Mengapa Anjing Bisa Jadi Sahabat Manusia?


Anjing dikenal sebagai sahabat terbaik manusia, padahal kerabat dan nenek moyangnya, yakni serigala, dikenal sebagai hewan yang suka menyendiri.


Anjing dikenal sebagai sahabat terbaik manusia, padahal kerabat dan nenek moyangnya, yakni serigala, dikenal sebagai hewan yang suka menyendiri.

Anda pasti pernah mendengar ungkapan bahwa anjing adalah sahabat terbaik manusia. Namun, pernahkah Anda bertanya-tanya bagaimana anjing seperti Hachiko bisa begitu setia terhadap manusia? Padahal, saudara dan nenek moyang anjing, serigala, dikenal sebagai hewan yang suka menyendiri.

Sebuah studi yang dilakukan oleh ilmuwan hewan Monique Udell dari Oregon State University dan Bridgett vonHoldt, seorang ahli biologi evolusioner dari Universitas Princeton, menemukan jawabannya.

“Kita pernah menduga bahwa selama proses domestikasi, anjing mengembangkan kognisi sosial mutakhir yang tidak dimiliki serigala,” kata Udell seperti yang dikutip dari Science Alert 20 Juli 2017.

Namun, ternyata jawabannya berada pada tingkat genetik. Dalam studi tersebut, Udell dan vonHoldt menemukan kemiripan antara kromosom anjing dengan kromosom manusia yang memiliki sindrom Williams-Beuren.

Sindrom Williams-Beuren adalah kelainan perkembangan yang mempengaruhi fitur wajah manusia dan menyebabkan berbagai masalah kesehatan, termasuk kelainan jantung, kelainan pada otak, dan sistem saraf.

Salah satu tanda gejala psikologis sindrom ini adalah sikap hipersosial yang ditandai dengan tidak adanya penghambat sosial.

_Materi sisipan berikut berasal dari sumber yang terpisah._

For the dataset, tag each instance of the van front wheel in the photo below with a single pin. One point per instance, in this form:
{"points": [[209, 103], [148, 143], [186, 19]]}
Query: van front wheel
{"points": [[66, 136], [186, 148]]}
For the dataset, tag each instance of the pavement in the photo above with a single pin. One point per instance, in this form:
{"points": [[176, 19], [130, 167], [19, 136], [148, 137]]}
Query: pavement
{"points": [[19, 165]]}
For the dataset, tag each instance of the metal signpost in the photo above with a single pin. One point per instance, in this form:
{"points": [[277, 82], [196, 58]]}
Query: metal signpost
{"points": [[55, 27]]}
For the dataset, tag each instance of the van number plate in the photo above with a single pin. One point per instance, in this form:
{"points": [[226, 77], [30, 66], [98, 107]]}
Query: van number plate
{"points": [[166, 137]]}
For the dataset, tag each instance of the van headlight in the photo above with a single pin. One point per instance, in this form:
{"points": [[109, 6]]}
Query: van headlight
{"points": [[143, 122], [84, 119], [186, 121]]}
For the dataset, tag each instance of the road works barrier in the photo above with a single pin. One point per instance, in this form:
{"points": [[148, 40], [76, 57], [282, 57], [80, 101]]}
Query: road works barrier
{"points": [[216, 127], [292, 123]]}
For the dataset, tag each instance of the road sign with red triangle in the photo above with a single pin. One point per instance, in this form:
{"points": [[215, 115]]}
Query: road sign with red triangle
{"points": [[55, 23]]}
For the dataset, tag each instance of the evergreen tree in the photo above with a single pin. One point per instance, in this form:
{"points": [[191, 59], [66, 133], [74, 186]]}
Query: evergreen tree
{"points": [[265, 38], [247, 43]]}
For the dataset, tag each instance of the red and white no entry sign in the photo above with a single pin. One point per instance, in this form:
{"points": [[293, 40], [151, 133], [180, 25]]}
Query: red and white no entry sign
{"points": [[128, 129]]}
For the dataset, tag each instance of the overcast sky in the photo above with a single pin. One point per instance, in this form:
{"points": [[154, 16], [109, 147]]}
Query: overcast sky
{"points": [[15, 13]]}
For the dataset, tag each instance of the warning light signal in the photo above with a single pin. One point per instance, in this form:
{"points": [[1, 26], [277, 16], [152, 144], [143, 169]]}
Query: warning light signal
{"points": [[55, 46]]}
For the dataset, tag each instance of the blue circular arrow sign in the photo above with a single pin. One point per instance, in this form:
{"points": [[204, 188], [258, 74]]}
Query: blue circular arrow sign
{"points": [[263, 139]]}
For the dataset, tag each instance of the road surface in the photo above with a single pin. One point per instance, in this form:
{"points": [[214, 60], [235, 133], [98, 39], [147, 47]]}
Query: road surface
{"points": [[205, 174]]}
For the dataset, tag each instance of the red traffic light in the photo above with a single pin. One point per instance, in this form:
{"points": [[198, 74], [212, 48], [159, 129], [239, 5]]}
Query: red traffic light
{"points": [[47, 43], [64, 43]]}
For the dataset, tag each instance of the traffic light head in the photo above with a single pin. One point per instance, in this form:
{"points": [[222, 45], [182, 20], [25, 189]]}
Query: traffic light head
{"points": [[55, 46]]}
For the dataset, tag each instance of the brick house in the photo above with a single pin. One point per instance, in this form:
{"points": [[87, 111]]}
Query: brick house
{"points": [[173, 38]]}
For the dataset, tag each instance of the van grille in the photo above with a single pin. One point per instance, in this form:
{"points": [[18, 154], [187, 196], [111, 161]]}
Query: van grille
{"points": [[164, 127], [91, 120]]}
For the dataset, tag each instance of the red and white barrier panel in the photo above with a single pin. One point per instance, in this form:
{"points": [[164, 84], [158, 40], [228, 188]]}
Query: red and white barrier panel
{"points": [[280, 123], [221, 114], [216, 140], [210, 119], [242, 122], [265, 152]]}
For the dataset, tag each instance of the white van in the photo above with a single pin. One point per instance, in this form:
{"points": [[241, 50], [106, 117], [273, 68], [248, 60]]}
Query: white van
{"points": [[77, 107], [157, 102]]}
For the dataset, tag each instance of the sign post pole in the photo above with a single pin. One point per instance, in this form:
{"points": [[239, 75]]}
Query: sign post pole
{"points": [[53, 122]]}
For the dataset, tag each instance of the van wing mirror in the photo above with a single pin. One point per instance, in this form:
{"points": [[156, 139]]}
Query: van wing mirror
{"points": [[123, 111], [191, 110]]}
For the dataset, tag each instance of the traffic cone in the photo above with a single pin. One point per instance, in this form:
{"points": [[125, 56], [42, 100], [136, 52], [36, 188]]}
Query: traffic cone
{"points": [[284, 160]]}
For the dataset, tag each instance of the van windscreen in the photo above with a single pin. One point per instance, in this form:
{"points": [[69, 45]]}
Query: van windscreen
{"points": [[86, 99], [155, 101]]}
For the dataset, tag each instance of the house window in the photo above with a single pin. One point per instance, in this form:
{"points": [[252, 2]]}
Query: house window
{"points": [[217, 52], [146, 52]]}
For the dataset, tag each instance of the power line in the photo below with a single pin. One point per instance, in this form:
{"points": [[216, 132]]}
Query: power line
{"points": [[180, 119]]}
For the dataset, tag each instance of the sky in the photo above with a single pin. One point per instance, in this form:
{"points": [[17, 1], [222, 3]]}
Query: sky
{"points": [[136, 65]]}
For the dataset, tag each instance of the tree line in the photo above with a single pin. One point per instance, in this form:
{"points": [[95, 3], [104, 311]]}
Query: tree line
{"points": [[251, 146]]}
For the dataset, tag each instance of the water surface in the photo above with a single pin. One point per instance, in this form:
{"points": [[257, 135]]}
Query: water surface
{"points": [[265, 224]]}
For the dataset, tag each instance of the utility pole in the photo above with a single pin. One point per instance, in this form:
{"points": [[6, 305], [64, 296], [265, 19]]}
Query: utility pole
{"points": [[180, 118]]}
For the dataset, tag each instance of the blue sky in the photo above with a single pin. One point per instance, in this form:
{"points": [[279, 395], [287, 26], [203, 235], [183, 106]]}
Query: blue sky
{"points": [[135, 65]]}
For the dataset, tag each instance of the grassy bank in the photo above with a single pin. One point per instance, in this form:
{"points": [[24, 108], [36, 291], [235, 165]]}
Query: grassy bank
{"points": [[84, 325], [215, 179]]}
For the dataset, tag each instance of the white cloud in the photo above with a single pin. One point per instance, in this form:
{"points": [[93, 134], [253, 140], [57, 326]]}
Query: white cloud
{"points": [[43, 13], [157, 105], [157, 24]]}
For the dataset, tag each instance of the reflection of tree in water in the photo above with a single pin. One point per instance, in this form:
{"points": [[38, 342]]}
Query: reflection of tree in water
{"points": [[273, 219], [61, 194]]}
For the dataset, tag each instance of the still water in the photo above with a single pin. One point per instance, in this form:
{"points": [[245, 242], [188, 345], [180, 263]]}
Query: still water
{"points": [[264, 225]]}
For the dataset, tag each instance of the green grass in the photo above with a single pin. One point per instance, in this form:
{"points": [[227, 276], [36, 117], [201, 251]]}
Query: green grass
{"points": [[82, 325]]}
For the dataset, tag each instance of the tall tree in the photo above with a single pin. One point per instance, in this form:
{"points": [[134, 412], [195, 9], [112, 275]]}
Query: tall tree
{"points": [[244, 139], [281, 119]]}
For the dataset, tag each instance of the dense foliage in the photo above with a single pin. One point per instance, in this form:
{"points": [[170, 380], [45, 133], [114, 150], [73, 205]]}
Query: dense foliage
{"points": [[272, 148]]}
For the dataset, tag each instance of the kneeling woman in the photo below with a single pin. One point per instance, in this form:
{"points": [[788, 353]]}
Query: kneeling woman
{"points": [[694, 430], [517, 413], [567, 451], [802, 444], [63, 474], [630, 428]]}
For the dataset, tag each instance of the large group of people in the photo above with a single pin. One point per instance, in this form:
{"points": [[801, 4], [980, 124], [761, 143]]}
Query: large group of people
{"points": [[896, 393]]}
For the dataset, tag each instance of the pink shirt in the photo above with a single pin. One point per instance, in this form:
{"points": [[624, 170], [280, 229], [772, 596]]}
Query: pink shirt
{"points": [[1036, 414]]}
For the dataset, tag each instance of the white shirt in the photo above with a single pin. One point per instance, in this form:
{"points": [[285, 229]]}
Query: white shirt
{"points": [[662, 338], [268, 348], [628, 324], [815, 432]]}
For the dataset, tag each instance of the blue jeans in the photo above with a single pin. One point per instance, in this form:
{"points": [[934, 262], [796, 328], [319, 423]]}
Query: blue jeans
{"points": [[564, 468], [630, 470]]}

Orang-orang yang memiliki kelainan ini akan bersikap ramah, meski terhadap orang asing, dan memiliki empati yang terlewat tinggi.

Sebelumnya, vonHoldt telah mengamati kesamaan antara varian gen yang bertanggung jawab terhadap sindrom tersebut pada manusia - disebut daerah kritis sindrom Williams-Beuren (WBSCR) - dan keberadaan mereka pada DNA anjing.

Untuk mengetahui varian yang sama juga menyebabkan sifat hipersosial pada anjing, Udell dan vonHoldt lalu menggunakan 18 anjing peliharaan dan 10 serigala yang bergaul dengan manusia. Mereka melakukan serangkaian eksperimen berbasis perilaku dengan orang yang dikenal oleh hewan-hewan tersebut dan orang asing dalam mengukur keramahan.

Dibandingkan dengan serigala, anjing terbukti lebih mudah bergaul. Kemudian, ketika mengurutkan genom hewan di laboratorium, ditemukan bahwa variasi di wilayah kromosom enam pada DNA anjing sejajar dengan sikap sosial anjing tersebut.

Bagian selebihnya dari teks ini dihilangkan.